Is it true that there are $a \in \mathbb{R}$, $k \in \mathbb{N}$, $k>0$ such $(A+aI_4)^k=0$

Question

$A = \begin{pmatrix} 1 & 3 & -1 & 1 \\ 1 & -5 & 1 & -2 \\ -1 & 3 & 1 & 1 \\ -4 & 24 & -4 & 9 \end{pmatrix}$. Is it true that there are $a \in \mathbb{R}$, $k \in \mathbb{N}$, $k>0$ such $(A+aI_4)^k=0$? I begin with $A = \begin{pmatrix} 0 & 3 & 1 & -1 \\ -1 & 1 & -1 & 0 \\ 0 & 3 & 0 & 1 \\ 3 & 0 & 4 & 0 \end{pmatrix}\begin{pmatrix} 1 & 0 & 0 & 0 \\ 0 & 1 & 0 & 0 \\ 0 & 0 & 2 & 0 \\ 0 & 0 & 0 & 2 \end{pmatrix}\begin{pmatrix} 0 & 3 & 1 & -1 \\ -1 & 1 & -1 & 0 \\ 0 & 3 & 0 & 1 \\ 3 & 0 & 4 & 0 \end{pmatrix}^{-1}$. I guess due to the fact that we have $2$ blocks with eigenvalue $1$, and $2$ blocks with eigenvalue $2$ the answer is false.
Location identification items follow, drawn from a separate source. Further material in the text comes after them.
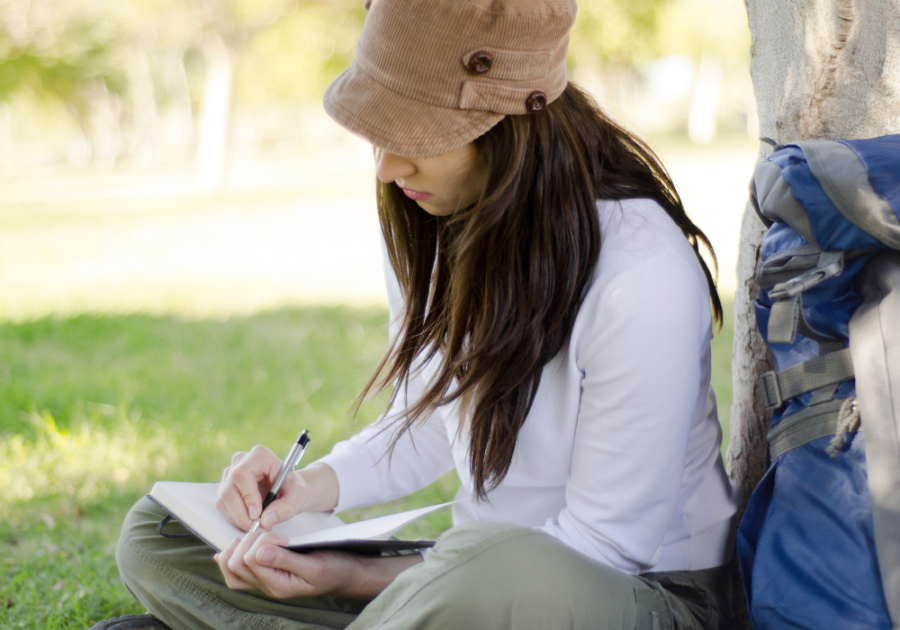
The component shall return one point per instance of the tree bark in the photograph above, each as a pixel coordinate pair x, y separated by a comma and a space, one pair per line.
821, 69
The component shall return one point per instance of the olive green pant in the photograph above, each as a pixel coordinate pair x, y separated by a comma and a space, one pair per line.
479, 575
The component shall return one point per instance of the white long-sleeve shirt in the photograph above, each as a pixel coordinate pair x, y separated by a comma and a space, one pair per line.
619, 456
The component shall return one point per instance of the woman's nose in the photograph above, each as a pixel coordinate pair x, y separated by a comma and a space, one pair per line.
392, 167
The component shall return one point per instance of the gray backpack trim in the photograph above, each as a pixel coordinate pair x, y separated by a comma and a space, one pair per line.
844, 179
875, 348
827, 369
814, 422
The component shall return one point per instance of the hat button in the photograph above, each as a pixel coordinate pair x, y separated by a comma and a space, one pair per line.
536, 101
480, 62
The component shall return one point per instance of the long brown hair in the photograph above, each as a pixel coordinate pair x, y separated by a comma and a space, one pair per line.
491, 292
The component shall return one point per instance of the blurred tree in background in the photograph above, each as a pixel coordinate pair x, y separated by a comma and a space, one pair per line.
174, 81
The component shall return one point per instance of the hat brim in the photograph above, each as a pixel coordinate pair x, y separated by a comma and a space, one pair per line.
399, 124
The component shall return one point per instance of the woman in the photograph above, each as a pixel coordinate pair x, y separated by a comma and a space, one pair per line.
550, 340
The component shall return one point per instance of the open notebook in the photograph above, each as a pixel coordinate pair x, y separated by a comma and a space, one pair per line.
194, 506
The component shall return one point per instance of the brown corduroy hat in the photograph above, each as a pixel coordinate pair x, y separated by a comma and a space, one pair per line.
432, 75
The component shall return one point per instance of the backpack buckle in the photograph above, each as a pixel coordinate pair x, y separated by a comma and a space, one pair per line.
771, 392
831, 264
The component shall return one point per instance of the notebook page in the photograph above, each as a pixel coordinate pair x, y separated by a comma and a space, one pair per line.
194, 504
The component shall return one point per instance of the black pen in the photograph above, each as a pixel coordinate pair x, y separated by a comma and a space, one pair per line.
290, 462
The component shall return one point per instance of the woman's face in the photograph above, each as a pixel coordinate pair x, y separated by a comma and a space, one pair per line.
440, 184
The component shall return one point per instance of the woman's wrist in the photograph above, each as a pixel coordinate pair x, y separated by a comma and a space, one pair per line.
323, 489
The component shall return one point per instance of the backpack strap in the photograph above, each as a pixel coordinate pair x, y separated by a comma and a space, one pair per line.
875, 343
787, 317
812, 423
778, 387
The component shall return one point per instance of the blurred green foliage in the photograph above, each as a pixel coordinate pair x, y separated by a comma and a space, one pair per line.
289, 50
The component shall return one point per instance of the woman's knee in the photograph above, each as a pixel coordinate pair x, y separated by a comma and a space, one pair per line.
143, 555
500, 575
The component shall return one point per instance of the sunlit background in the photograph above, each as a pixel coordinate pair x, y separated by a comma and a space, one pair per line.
189, 251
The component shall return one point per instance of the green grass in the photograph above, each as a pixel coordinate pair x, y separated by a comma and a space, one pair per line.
93, 409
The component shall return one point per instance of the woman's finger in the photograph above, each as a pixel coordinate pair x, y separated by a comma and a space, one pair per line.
279, 572
232, 505
290, 501
238, 566
232, 580
250, 475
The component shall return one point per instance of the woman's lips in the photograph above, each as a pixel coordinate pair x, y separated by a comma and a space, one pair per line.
415, 195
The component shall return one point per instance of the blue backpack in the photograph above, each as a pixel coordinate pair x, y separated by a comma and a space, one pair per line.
819, 543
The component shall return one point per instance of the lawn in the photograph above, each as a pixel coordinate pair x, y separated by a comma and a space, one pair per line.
144, 335
95, 408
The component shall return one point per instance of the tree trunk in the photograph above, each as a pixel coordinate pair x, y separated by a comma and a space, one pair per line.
822, 69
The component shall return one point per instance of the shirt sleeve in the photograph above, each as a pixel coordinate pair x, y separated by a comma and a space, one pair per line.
642, 362
367, 474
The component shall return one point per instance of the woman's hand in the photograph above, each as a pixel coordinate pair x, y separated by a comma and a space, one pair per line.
251, 476
258, 562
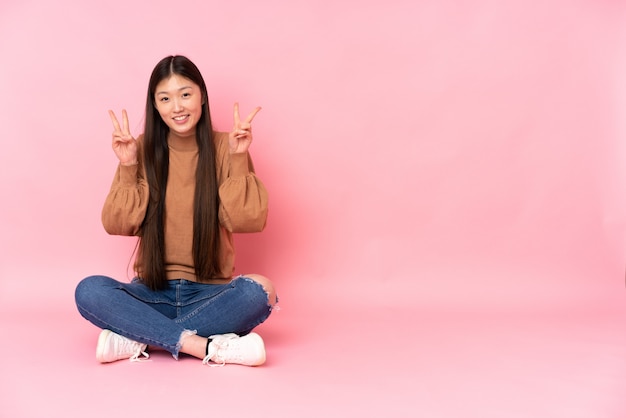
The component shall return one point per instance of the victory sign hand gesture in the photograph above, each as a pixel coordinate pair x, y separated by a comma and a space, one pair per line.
240, 137
124, 145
Am I right?

Answer 1

If $A$ is diagonalizable with $2$ distinct eigenvalues ($1$ and $2$ in this case), then $$\operatorname{rank}((A+aI_4)^k)=\operatorname{rank}(\operatorname{diag}((1+a)^kI_2, (2+a)^kI_2)) \ge2, $$ as we can't make $1+a$ and $2+a$ to be both equal to zero simultaneously. Hence no such $a$ exists as the rank can't be equal to $0$.